Universal Robots patches critical 9.8 flaw in ‘cobots’ OS

Cellphone with web page of Danish cobot company Universal Robots AS in front of business logo. Focus on top-left of phone display.

Danish robotics company Universal Robots recently patched a critical 9.8 bug in the Dashboard Server of its Universal Robots PolyScope 5 operating system for its collaborative robots, or "cobots."

Universal Robots released a patch in its PolyScope 5.25.1 software update to address the flaw and while there’s no evidence yet of active exploitation, the company recommended that users install the update as soon as possible.

According to Universal, the flaw — CVE-2026-8153 — can potentially let an unauthenticated attacker who can reach the Dashboard Server network port to craft commands that are executed on the robot's operating system

Security pros said the danger to customers of Universal Robots is that attackers can disrupt production lines, alter operational parameters, or use the controller as a pivot point to reach other systems on the network.

Universal Robots has deployed more than 100,000 cobots across thousands of companies across the United States, Mexico, Europe, and the Asia-Pacific, so manufacturers were put on notice in an advisory late last week by the Cybersecurity and Infrastructure Security Agency (CISA).

“In manufacturing, downtime has a direct cost, and depending on the application, safety implications as well,” said Shane Barney, chief information security officer at Keeper Security. “Incidents like this have a way of revealing gaps that existed long before the CVE was published.
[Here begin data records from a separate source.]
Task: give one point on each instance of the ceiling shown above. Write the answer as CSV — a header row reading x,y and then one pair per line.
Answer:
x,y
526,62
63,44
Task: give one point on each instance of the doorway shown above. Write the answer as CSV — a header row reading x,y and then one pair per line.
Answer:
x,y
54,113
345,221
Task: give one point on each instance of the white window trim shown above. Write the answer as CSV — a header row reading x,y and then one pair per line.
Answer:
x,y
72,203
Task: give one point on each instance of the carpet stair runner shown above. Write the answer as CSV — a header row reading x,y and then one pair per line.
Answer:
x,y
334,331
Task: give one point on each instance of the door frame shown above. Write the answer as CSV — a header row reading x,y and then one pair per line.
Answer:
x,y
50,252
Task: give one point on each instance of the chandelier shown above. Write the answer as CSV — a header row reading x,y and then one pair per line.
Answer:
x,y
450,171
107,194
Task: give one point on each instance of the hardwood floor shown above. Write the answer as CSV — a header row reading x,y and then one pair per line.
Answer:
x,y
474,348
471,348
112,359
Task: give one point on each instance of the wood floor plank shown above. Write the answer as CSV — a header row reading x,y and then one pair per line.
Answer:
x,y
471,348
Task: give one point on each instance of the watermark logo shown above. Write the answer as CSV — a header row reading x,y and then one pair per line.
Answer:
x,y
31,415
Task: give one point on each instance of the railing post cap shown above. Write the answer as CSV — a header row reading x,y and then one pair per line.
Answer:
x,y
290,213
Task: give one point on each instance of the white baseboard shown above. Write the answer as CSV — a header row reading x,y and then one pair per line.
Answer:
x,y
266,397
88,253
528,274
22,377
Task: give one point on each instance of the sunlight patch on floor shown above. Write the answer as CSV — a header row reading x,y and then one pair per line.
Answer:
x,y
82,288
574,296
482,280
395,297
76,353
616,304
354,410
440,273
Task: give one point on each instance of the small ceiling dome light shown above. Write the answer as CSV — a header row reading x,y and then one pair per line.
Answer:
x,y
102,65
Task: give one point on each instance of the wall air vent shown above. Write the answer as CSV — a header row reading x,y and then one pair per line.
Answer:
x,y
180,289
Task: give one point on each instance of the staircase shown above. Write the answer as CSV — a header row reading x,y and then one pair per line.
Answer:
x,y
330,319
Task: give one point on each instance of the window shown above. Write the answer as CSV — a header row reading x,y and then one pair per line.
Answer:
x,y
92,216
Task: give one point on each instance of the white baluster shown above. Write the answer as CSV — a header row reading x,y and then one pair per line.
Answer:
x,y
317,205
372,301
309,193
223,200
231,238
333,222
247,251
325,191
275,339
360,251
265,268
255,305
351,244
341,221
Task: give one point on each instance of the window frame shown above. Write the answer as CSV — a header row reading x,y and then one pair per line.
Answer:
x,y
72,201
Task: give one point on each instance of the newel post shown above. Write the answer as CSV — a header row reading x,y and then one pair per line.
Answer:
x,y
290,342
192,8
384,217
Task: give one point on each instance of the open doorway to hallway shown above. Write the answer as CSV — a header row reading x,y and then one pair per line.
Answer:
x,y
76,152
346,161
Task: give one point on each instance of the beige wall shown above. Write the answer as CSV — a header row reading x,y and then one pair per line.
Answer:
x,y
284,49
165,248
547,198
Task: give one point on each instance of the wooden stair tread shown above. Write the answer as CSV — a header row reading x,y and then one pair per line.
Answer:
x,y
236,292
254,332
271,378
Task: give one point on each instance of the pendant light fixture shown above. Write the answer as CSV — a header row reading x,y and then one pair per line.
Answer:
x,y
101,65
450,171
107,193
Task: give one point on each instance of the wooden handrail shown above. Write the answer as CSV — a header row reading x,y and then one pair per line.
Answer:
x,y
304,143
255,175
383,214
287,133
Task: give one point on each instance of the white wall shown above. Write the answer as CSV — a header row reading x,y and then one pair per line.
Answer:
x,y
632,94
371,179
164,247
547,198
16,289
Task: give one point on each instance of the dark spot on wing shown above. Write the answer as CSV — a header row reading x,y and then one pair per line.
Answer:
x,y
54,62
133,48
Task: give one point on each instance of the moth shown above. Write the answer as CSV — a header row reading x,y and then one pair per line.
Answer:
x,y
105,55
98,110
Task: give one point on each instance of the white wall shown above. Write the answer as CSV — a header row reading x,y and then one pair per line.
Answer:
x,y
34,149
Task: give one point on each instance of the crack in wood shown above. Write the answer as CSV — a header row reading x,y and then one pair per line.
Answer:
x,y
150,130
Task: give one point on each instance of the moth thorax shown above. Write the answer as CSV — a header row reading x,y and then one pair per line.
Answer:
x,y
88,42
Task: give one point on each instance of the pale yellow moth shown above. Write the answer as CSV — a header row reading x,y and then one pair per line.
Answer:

Use this moment to audit your broader OT network exposure. Flat network segments, dormant credentials and unmonitored devices rarely appear on a patch list, but they're exactly what attackers exploit once they're inside.”

Damon Small, board member at Xcape, Inc., added that the critical RCE in the PolyScope software poses a severe operational risk because it bridges digital exploitation with physical kinetic impact. Small said for industrial manufacturers, an unauthenticated attacker achieving root access means they can alter precise safety limits, manipulate the physical movements of the cobots, or brick entire production lines, turning collaborative robots into workplace hazards.

“Security leaders in manufacturing must treat this with the highest urgency, but because firmware updates on the factory floor require costly downtime, the immediate play is isolation rather than an immediate flash,” said Small. "Organizations should audit their OT networks to ensure no robot dashboard servers are exposed to the internet, enforce strict firewall rules to isolate the industrial control systems layer, and disable the vulnerable dashboard server functionality entirely if it’s not actively required for operations.”

Kevin Surace, chair at TokenCore said the conditions for this kind of exploit at a factory are more common than people might think.

“Engineering workstations often have broad access, and remote support pathways are frequently tied to ordinary identity systems,” said Surace. “So the realistic attack path is not ‘random attacker on the internet directly reaches every robot.' It’s ‘attacker compromises a legitimate identity, gets onto the right network, finds the reachable dashboard service, then exploits the vulnerability.' That first step is now child’s play against organizations still relying on phishable MFA, push approvals, SMS, one-time codes, or auth apps.”

Surace said security teams should respond with a joint OT, IT, engineering, and production plan: Patch the robot controllers, segment the robot networks, monitor for suspicious dashboard access, and harden the identities that can reach those systems.

“Otherwise, teams can patch this bug, but leave the attacker’s favorite path wide open,” said Surace.